A United States federal judge has ruled that Anthropic did not violate copyright laws by using books to train its Claude AI model, declaring the use “fair” and “transformative.”
In the decision, U.S. District, Judge William Alsup, said the Amazon-backed company’s large language models do not publicly reproduce protected creative content or replicate any author’s unique expressive style, according to CNBC.
“The purpose and character of using copyrighted works to train LLMs to generate new text was quintessentially transformative,” Alsup wrote. “Like any reader aspiring to be a writer.”
The ruling represents a key win for AI developers amid ongoing legal disputes over the use of copyrighted material in training large language models. Judge Alsup’s decision helps set early legal precedent, outlining both the limits and potential pathways for the industry.
A spokesperson for Anthropic said the company welcomed the ruling, describing it as “Consistent with copyright’s purpose in enabling creativity and fostering scientific progress.”
Filed in August in the U.S. District Court for the Northern District of California, the lawsuit was brought by authors Andrea Bartz, Charles Graeber, and Kirk Wallace Johnson.
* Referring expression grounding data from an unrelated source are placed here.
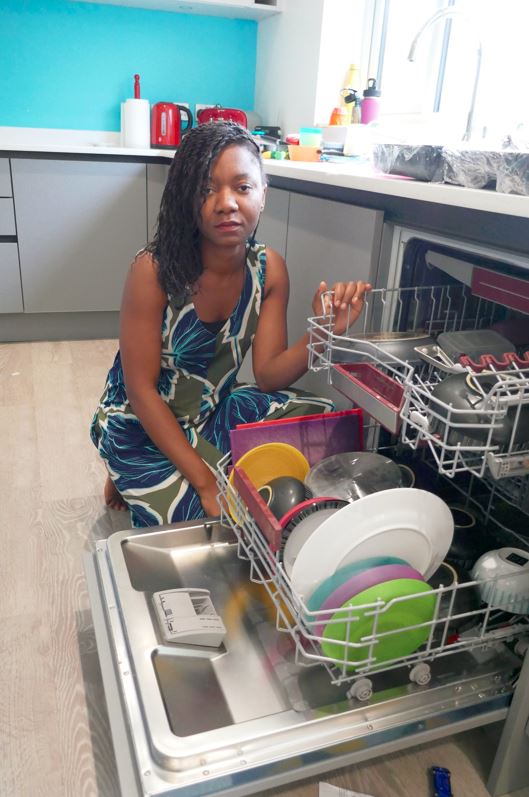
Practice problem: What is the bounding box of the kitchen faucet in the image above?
[408,7,483,142]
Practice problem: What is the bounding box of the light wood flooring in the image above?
[1,339,528,797]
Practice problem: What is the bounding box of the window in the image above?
[366,0,529,141]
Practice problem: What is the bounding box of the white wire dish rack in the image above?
[308,285,529,482]
[216,453,529,699]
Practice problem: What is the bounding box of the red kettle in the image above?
[197,105,248,127]
[151,102,193,148]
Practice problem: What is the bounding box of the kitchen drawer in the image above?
[0,198,16,236]
[0,160,12,197]
[0,242,23,313]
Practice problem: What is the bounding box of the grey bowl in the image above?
[430,371,529,448]
[258,476,307,520]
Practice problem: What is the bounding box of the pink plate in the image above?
[312,563,424,638]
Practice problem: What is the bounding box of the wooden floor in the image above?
[1,339,528,797]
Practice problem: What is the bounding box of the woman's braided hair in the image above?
[146,121,264,307]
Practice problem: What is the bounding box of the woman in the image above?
[91,122,370,527]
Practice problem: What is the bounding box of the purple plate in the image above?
[313,563,424,637]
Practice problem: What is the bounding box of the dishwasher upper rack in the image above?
[216,452,529,695]
[308,285,529,481]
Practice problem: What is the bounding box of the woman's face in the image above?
[198,143,266,248]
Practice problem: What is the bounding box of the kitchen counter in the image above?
[0,126,175,162]
[0,127,529,280]
[264,159,529,220]
[0,140,175,162]
[1,129,528,220]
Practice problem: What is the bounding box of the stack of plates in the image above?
[290,488,454,598]
[279,488,454,671]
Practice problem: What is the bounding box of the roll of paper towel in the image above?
[121,98,150,149]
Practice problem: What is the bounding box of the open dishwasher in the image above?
[86,239,529,797]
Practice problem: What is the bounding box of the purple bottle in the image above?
[360,78,381,125]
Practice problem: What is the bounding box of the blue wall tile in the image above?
[0,0,257,130]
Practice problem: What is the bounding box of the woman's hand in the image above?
[312,280,372,336]
[197,473,222,518]
[198,484,221,518]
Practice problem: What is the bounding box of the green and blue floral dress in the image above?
[90,243,332,527]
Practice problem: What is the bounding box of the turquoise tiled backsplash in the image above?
[0,0,257,131]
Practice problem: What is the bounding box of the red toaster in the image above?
[197,106,248,127]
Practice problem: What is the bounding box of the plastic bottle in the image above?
[329,106,348,125]
[360,78,381,125]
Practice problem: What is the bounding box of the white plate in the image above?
[283,508,340,577]
[290,488,454,600]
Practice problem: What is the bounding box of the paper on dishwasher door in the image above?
[319,783,376,797]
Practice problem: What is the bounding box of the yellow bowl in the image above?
[288,145,321,162]
[228,442,310,523]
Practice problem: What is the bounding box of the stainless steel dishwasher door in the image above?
[85,519,523,797]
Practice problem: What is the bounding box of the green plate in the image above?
[321,578,435,671]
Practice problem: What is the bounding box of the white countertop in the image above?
[1,127,527,219]
[0,140,175,159]
[264,159,529,220]
[0,126,175,159]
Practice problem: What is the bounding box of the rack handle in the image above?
[320,289,335,318]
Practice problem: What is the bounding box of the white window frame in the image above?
[362,0,457,117]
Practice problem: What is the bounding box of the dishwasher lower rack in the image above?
[216,454,529,697]
[308,285,529,481]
It claimed that Anthropic used hundreds of thousands of copyrighted books without permission to build a multibillion-dollar business.
A key part of the lawsuit focused on a collection of around 7 million books that Anthropic allegedly pirated and kept in a “central library.” While the materials were retained, the company ultimately chose not to use them to train its large language models.
Judge Alsup also ordered a trial to determine how the pirated books were used in creating Anthropic’s central library and to assess any potential damages resulting from their use.
“That Anthropic later bought a copy of a book it earlier stole off the internet will not absolve it of liability for the theft, but it may affect the extent of statutory damages,” the judge wrote.